Una delegazione di parlamentari del Partito democratico formata da Andrea Giorgis e Anna Rossomando insieme a Michele Miravalle della segreteria regionale Pd, è entrata nel Centro di permanenza per il rimpatrio di Torino. La visita ha seguito quella effettuata in mattinata da un gruppo di consiglieri regionali, tra cui Domenico Rossi del Pd.
Il Partito Democratico ha deciso di visitare il Cpr anche a seguito del suicidio del ventitreenne Moussa Balde e in vista del presidio organizzato dalla società civile per venerdì 4 giugno davanti alla prefettura di Torino.
I parlamentari hanno incontrato responsabili e operatori del centro e hanno visitato sia i blocchi detentivi sia le 12 celle chiamate “ospedaletti” dove sono ristrette le persone più fragili e dove si è suicidato Moussa Balde. In alcuni casi è difficile comprendere come una persona possa essere dichiarata compatibile con la detenzione in un Cpr, viste le critiche condizioni di salute. Alcuni ospiti continuano ad essere trattenuti nel cpr con una assistenza sanitaria precaria e discontinua, anche a causa del taglio generalizzato delle risorse deciso dai decreti sicurezza di Matteo Salvini. Quei decreti hanno ulteriormente aggravato le condizioni dei Cpr, il presidio medico è stato ridotto ad appena 5 ore al giorno a fronte di oltre 120 persone, così come l’assistenza psicologica, ridotta a poche ore settimanali. L’assistenza psichiatrica è invece, sostanzialmente, assente.

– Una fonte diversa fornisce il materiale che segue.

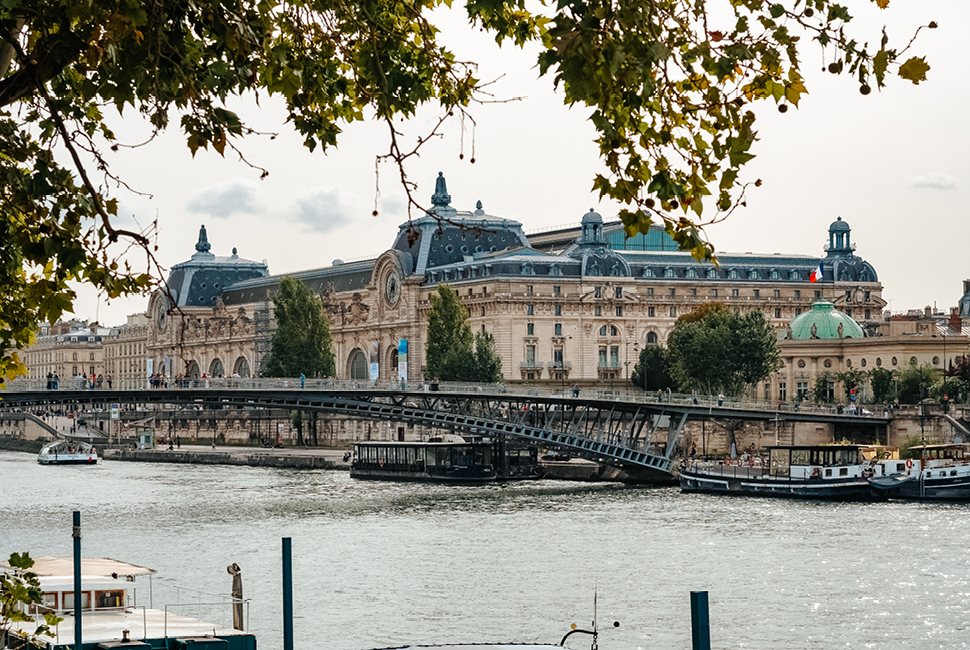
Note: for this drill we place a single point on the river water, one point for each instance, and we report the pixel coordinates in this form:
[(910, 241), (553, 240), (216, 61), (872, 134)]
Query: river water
[(387, 564)]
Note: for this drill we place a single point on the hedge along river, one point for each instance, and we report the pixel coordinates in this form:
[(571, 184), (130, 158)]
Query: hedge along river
[(387, 564)]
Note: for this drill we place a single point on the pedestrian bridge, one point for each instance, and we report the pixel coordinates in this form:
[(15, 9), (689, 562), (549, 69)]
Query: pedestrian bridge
[(629, 430)]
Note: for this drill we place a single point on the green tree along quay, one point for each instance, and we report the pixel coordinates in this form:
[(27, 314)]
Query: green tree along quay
[(715, 350), (652, 371), (301, 343), (881, 381), (667, 84), (853, 378), (17, 591), (452, 353)]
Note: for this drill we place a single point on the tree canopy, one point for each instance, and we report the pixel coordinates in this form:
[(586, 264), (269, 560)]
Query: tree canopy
[(652, 371), (668, 84), (452, 353), (301, 343), (714, 350)]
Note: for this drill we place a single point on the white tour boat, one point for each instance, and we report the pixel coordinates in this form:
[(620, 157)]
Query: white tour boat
[(67, 452), (113, 618)]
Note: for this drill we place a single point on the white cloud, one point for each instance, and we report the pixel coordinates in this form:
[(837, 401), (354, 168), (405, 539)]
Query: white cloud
[(324, 209), (233, 197), (933, 181)]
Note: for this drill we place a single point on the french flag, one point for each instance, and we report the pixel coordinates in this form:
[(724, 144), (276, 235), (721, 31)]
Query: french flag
[(816, 274)]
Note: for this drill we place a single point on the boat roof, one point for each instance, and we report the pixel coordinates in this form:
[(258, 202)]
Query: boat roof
[(397, 443), (90, 566), (824, 447)]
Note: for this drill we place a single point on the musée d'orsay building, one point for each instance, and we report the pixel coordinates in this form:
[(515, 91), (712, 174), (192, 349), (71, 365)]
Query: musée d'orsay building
[(566, 306)]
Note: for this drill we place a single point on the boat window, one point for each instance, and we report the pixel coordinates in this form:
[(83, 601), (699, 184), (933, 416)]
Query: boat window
[(779, 462)]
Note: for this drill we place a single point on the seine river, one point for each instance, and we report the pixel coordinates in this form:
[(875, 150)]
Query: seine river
[(384, 564)]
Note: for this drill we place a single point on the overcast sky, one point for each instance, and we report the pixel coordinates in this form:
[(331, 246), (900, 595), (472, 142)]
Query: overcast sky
[(894, 165)]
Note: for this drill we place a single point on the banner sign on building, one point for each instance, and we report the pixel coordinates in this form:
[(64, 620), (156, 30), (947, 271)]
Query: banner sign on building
[(402, 360), (375, 368)]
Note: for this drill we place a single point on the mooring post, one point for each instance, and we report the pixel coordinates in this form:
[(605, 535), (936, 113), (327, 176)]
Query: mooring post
[(700, 621), (77, 579), (287, 593)]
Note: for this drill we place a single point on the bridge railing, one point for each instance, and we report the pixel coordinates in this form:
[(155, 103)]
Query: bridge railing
[(626, 394)]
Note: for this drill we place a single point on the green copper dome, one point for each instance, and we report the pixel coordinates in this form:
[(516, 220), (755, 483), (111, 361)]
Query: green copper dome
[(826, 321)]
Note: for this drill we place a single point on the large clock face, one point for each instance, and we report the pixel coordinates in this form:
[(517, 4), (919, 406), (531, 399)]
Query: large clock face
[(392, 288)]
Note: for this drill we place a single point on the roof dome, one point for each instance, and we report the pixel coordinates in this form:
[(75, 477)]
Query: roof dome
[(823, 321), (839, 226)]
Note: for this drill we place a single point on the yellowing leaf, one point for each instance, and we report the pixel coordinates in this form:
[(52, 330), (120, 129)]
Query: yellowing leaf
[(914, 69)]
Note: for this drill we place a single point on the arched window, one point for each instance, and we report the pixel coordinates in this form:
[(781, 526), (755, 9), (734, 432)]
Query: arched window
[(358, 365), (241, 367), (215, 368)]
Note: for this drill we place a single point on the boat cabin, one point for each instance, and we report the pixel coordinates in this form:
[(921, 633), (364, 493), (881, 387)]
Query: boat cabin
[(816, 462)]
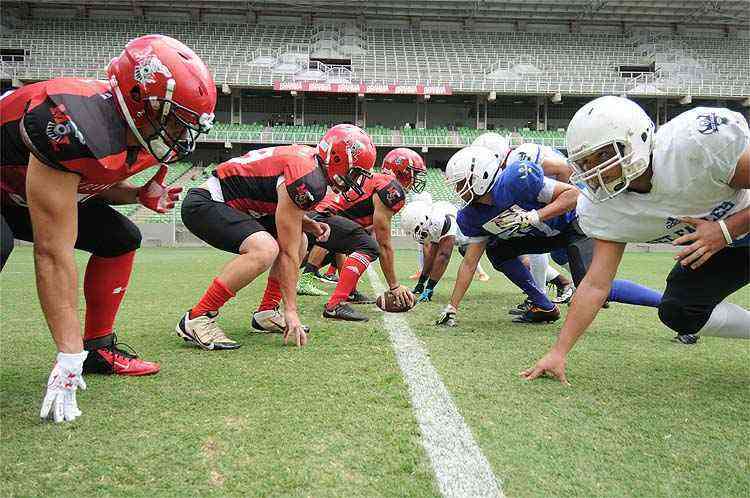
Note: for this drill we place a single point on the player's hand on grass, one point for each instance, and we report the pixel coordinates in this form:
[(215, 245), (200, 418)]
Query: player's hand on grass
[(156, 196), (59, 402), (552, 364), (425, 296), (295, 331), (403, 296), (707, 240), (447, 317)]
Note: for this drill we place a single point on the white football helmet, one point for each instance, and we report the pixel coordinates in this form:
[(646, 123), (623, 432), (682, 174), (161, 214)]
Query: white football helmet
[(609, 132), (474, 170), (415, 220), (497, 143)]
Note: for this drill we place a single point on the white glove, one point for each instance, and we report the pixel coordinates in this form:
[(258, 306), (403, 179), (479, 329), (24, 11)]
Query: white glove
[(60, 400), (448, 316), (513, 219)]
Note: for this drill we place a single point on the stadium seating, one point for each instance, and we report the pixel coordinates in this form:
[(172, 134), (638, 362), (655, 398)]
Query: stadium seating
[(507, 62)]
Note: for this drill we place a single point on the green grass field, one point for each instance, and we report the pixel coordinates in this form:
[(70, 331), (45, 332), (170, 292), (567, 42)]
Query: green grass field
[(644, 417)]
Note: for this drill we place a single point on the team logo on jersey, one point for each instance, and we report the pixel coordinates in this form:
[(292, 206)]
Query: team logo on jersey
[(671, 223), (709, 123), (147, 68), (61, 126), (302, 196)]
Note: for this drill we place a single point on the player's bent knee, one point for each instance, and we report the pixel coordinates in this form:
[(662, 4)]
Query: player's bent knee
[(683, 319), (262, 245)]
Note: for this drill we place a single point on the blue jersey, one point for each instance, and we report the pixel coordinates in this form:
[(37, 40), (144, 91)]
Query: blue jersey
[(521, 184)]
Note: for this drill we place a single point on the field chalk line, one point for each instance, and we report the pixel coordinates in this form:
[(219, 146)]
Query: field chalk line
[(460, 467)]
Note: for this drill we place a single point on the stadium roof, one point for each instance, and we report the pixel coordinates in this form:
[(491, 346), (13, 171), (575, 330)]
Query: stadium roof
[(709, 13)]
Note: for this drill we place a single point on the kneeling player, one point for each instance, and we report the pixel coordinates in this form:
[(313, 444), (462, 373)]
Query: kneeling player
[(522, 212), (349, 219), (254, 206)]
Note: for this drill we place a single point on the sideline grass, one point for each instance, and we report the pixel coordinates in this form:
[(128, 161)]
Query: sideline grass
[(332, 419)]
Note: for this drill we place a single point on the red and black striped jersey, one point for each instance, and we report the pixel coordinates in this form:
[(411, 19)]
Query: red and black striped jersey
[(362, 209), (249, 182), (69, 124)]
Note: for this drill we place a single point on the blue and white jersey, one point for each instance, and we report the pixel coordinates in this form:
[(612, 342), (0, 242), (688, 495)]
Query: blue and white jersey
[(522, 184)]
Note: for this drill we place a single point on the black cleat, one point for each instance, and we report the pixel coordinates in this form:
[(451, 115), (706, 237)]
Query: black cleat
[(538, 315), (521, 309), (357, 297), (343, 311), (687, 339)]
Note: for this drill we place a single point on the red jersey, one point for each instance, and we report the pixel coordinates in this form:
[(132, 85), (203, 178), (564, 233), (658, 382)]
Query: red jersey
[(362, 209), (249, 182), (68, 124)]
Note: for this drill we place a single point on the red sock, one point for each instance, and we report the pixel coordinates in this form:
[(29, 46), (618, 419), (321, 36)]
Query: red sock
[(272, 295), (216, 295), (354, 267), (104, 286)]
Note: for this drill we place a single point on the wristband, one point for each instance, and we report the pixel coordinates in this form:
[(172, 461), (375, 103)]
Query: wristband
[(725, 231)]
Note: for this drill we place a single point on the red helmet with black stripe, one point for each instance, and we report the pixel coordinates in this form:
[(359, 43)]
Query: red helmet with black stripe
[(408, 168), (348, 155), (165, 93)]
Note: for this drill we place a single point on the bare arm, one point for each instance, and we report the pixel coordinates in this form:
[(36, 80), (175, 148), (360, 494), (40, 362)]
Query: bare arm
[(588, 300), (557, 167), (53, 206), (466, 271), (289, 231), (442, 251), (564, 198), (382, 224)]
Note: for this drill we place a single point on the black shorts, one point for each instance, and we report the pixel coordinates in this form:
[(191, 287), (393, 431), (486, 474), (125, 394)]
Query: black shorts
[(102, 230), (579, 249), (691, 295), (346, 236), (219, 225)]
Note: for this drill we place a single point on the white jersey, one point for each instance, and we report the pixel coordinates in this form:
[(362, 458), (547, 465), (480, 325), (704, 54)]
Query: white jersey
[(442, 221), (694, 159)]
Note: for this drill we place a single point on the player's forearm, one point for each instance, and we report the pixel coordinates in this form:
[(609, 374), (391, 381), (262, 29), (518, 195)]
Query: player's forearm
[(289, 273), (121, 193), (587, 302), (739, 223), (463, 281), (57, 286), (387, 264), (564, 202)]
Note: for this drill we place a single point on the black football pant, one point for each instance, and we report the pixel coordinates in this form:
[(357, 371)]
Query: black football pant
[(102, 231), (691, 295)]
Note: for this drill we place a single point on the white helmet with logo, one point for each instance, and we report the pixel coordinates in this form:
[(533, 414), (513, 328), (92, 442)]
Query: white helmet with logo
[(609, 131), (478, 169), (497, 143), (415, 220)]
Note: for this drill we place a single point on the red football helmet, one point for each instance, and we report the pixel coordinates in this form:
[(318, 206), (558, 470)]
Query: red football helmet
[(165, 92), (348, 155), (408, 168)]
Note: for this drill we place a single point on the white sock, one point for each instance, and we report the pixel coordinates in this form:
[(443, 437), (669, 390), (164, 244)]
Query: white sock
[(728, 320), (552, 274), (538, 264)]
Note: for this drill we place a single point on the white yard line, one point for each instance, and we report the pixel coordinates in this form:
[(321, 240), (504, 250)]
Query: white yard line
[(460, 467)]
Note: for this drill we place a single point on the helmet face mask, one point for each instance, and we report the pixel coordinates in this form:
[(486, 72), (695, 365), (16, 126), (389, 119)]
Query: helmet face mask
[(610, 140)]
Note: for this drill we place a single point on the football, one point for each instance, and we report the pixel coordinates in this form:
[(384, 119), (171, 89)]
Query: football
[(387, 302)]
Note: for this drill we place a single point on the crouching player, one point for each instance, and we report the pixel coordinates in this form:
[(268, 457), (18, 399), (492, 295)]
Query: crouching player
[(520, 211), (254, 206), (350, 218), (686, 184)]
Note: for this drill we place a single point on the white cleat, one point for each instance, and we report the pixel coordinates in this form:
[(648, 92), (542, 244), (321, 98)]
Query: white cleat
[(269, 321), (204, 332)]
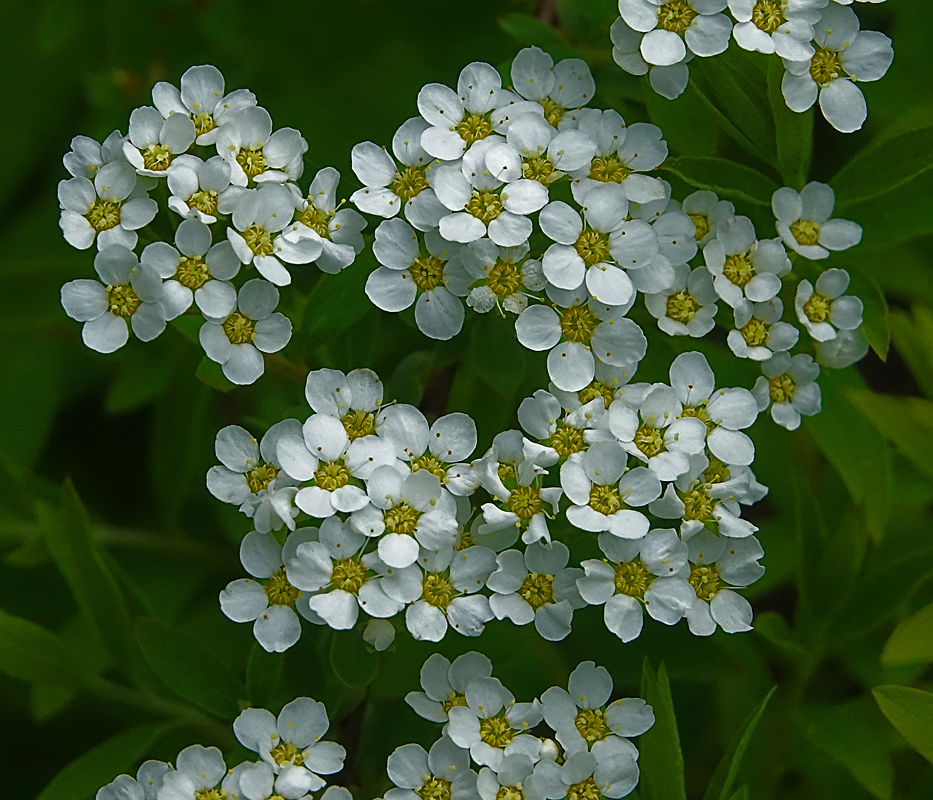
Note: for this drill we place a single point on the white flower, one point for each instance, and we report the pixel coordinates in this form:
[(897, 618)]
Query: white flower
[(255, 153), (387, 188), (441, 772), (759, 333), (491, 725), (804, 224), (340, 577), (259, 219), (271, 605), (708, 212), (480, 204), (445, 684), (146, 786), (603, 491), (784, 27), (825, 310), (844, 56), (238, 341), (688, 307), (154, 141), (640, 575), (202, 98), (623, 155), (789, 387), (743, 266), (291, 744), (559, 88), (430, 272), (130, 295), (251, 477), (195, 272), (448, 593), (111, 209), (538, 587), (717, 564), (201, 189), (577, 336), (340, 233), (323, 453), (583, 717), (657, 434)]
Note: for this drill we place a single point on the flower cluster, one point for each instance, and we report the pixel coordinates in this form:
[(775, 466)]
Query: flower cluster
[(825, 53), (292, 759), (489, 749), (231, 203)]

La quotidianità nel Cpr è fatta di lunghe attese, senza la possibilità di svolgere attività lavorative, di studio o di svago. Agli ospiti, per motivi di sicurezza, è vietato tenere con sé quasi tutto, a cominciare dai telefoni cellulari, ma anche quaderni e penne. All’interno dei blocchi detentivi c’è un televisore, i letti ancorati al pavimento e pochi suppellettili.
Le telefonate avvengono solo tramite cabine telefoniche, utilizzando schede telefoniche, che nella società libera si trovano solo nei mercatini dell’antiquariato, ma che nel cpr diventano l’unica possibilità di contatto con il mondo, sempre che si abbia a disposizione denaro a sufficienza per acquistarle.
Vite sospese in attesa di un rimpatrio che, nella maggior parte dei casi, non avviene.
Una situazione paradossale che crea frustrazione, tra gli ospiti del Cpr, ma anche tra gli operatori.
Il rispetto della dignità umana e del diritto umanitario sono il primo strumento di tutela della sicurezza collettiva, il rischio di luoghi come questi è produrre esasperazione che rischia di trasformarsi in rabbia.